私が話を聞いた同僚も、私と同じ40代半ばの課長でした。この制度について「不満に思わないのか」と聞いたところ、彼は次のように答えました。
「正直、そういう意欲がある人があまりいない。不満はあると思うけど、今に始まったことではない、もはや何も期待していない。どうでもいい。」
この言葉を聞いたとき、私は日本の将来に少し不安を覚えました。
低成長時代における日本企業の課題
もちろん、すべての企業がこのような状況にあるわけではありません。成果主義を導入し、年齢に関係なく意欲的に働く社員を評価する仕組みを採用している企業も存在します。
しかし、多くの企業では、未だに年功序列的な要素が完全に排除されたわけではなく、中小企業を含めるとそうした仕組みが残っているところも少なくありません。また、中堅社員の待遇改善が進まないことも、しばしば問題視されています。
働く意欲の低下
さらに、このような人事制度の背景には、働く意欲の低下が影響している可能性があります。20年以上続く「失われた30年」の中で、多くの社員が仕事への期待や意欲を失ってしまっているのではないでしょうか。これが、企業内で問題が表面化しにくい一因とも考えられます。
成長を求める必要性
日本経済の低成長には、財政運営や政策の影響も大きいことは間違いありません。消費税や緊縮財政の影響を指摘する声も多く、政府の役割が重要であることに異論はありません。

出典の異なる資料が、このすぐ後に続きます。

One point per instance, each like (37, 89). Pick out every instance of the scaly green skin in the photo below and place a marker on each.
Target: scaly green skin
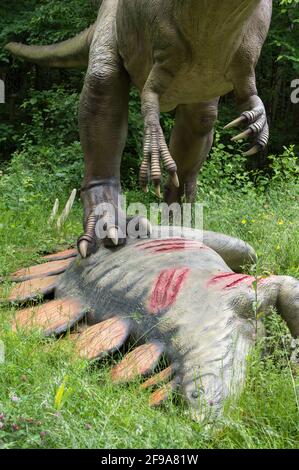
(180, 55)
(210, 327)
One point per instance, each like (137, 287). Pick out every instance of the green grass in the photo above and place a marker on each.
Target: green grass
(93, 413)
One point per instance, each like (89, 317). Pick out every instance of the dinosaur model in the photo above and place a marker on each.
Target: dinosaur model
(181, 55)
(175, 296)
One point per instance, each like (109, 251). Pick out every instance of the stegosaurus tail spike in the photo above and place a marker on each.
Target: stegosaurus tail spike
(162, 376)
(33, 288)
(102, 338)
(162, 394)
(54, 317)
(51, 268)
(66, 254)
(140, 361)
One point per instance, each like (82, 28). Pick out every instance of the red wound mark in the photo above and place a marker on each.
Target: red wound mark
(231, 280)
(170, 245)
(166, 288)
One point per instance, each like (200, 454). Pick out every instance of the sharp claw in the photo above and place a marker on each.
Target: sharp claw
(83, 248)
(158, 191)
(175, 180)
(243, 135)
(236, 122)
(113, 235)
(252, 151)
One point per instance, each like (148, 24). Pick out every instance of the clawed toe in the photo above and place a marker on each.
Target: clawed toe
(258, 128)
(154, 150)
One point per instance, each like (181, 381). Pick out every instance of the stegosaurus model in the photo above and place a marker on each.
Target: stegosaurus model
(175, 296)
(181, 55)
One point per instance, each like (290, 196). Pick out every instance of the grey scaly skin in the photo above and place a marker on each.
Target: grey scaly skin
(180, 55)
(209, 328)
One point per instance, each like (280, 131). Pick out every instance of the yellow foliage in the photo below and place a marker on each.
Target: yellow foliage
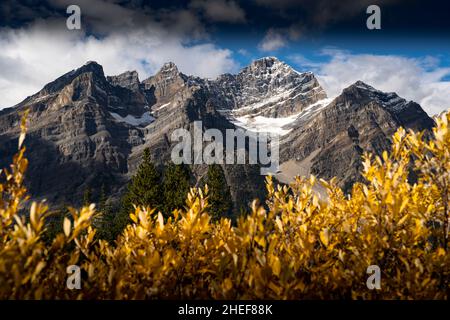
(296, 246)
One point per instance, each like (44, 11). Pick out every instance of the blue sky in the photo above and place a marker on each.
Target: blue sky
(409, 55)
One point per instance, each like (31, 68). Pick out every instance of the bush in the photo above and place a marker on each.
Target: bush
(302, 247)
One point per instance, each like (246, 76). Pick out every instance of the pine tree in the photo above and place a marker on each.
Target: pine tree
(175, 187)
(87, 196)
(105, 221)
(143, 190)
(219, 192)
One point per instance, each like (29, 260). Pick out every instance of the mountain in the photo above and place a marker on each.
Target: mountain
(88, 130)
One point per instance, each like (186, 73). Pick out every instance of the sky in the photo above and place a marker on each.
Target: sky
(409, 55)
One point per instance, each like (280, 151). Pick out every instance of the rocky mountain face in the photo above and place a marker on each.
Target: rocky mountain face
(88, 130)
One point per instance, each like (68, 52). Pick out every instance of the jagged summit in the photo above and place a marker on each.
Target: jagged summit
(86, 129)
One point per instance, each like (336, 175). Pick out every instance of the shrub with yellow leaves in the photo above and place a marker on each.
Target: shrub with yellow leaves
(296, 246)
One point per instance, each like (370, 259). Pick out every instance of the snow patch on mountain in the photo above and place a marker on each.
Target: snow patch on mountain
(264, 124)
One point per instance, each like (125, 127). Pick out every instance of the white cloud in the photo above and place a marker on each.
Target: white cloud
(273, 40)
(414, 79)
(220, 10)
(33, 56)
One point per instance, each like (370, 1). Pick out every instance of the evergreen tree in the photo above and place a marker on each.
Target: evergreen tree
(219, 192)
(104, 222)
(143, 190)
(175, 187)
(87, 196)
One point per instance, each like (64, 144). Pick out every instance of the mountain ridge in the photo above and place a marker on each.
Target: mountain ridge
(88, 129)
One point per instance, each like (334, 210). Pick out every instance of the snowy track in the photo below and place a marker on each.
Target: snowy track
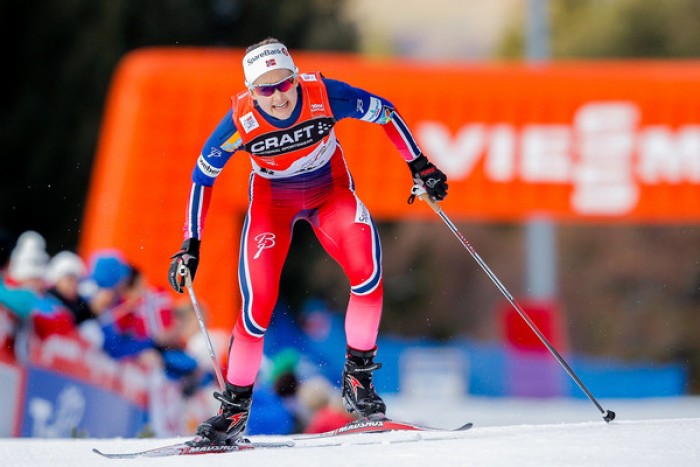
(634, 441)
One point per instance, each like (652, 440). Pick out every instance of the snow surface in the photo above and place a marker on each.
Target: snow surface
(507, 432)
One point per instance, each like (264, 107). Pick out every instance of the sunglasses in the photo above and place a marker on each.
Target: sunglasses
(267, 90)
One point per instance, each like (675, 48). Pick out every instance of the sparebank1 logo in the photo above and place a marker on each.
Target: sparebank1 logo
(604, 153)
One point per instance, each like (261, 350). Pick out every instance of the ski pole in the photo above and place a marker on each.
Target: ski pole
(200, 318)
(419, 191)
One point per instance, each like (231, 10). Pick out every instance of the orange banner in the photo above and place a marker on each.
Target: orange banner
(593, 141)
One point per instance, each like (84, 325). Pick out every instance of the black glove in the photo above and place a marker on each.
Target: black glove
(425, 173)
(187, 256)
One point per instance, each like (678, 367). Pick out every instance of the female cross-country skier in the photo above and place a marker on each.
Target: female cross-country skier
(284, 121)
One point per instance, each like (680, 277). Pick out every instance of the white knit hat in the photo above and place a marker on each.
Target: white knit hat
(268, 57)
(29, 258)
(63, 264)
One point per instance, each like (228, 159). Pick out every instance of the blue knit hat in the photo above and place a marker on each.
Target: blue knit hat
(108, 269)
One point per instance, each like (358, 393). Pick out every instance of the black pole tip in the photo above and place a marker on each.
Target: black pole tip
(609, 416)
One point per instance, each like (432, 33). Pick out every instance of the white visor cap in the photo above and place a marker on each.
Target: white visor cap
(268, 57)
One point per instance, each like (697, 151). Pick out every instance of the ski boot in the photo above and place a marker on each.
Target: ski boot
(227, 426)
(359, 396)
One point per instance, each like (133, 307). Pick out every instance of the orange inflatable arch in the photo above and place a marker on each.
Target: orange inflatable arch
(602, 141)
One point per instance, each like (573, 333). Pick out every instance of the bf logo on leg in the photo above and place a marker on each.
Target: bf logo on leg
(265, 240)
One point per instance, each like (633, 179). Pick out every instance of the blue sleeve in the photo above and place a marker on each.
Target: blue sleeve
(351, 102)
(217, 150)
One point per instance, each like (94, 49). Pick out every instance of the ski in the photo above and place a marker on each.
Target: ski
(183, 449)
(339, 437)
(380, 425)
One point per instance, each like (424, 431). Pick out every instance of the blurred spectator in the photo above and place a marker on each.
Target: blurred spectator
(138, 321)
(323, 405)
(62, 277)
(106, 281)
(23, 291)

ただし、政府がどれほど効果的な経済対策を講じたとしても、働く人々のマインドが変わらない限り、大きな効果を期待するのは難しいかもしれません。
政治家と経営者の課題
私自身、投資家や海外での仕事を通じて、どの企業でも働く人々の意欲が成果に直結していると強く感じています。「成果を出したい」、「輝きたい」という意欲があるかどうかで、同じ仕事でも結果が全く異なるのは明白です。
このような意欲的な環境を整えることが、政治家や経営者に求められる課題だと考えます。
成長意欲と仕事の関係
日本人が成長を求めなくなったわけではないと私は考えています。むしろ、企業が求める成長や成果主義のあり方に魅力を感じなくなったというのが実態ではないでしょうか。

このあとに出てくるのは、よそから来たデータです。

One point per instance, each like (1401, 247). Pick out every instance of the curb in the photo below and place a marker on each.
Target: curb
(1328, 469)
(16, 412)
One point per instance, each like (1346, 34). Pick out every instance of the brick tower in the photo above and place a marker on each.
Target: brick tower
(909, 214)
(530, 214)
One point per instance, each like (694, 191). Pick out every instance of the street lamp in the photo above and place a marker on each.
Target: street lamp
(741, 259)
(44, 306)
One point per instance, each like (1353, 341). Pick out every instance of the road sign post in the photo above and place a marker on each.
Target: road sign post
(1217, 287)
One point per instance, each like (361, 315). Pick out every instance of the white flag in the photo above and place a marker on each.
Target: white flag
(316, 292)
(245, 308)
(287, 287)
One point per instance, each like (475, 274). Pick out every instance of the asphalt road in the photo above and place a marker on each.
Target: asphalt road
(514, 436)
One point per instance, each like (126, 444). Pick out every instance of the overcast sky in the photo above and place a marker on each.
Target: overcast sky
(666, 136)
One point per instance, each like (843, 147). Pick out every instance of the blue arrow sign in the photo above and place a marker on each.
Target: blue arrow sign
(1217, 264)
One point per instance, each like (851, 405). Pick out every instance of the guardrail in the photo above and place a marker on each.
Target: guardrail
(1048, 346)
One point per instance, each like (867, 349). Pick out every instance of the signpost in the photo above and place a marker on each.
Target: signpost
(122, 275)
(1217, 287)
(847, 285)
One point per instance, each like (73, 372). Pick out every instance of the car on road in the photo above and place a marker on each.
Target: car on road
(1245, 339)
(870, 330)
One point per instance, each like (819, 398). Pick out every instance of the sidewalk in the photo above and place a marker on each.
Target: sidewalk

働く人々の成長意欲と仕事をどう結びつけていくか。これこそが、今の日本に求められる課題だと感じています。私も経営者としてこうしたことを重く受け止めなければいけないと思っています。働く人たちのこうした成長意欲と仕事を結びつけることができるような、そうした経営者が求められいるのかもれません。
今回は、かつて勤めていた会社の同僚との会話をきっかけに感じた日本経済の課題について述べました。引き続き、皆様とともに考えていければと思います。今後ともどうぞよろしくお願いいたします。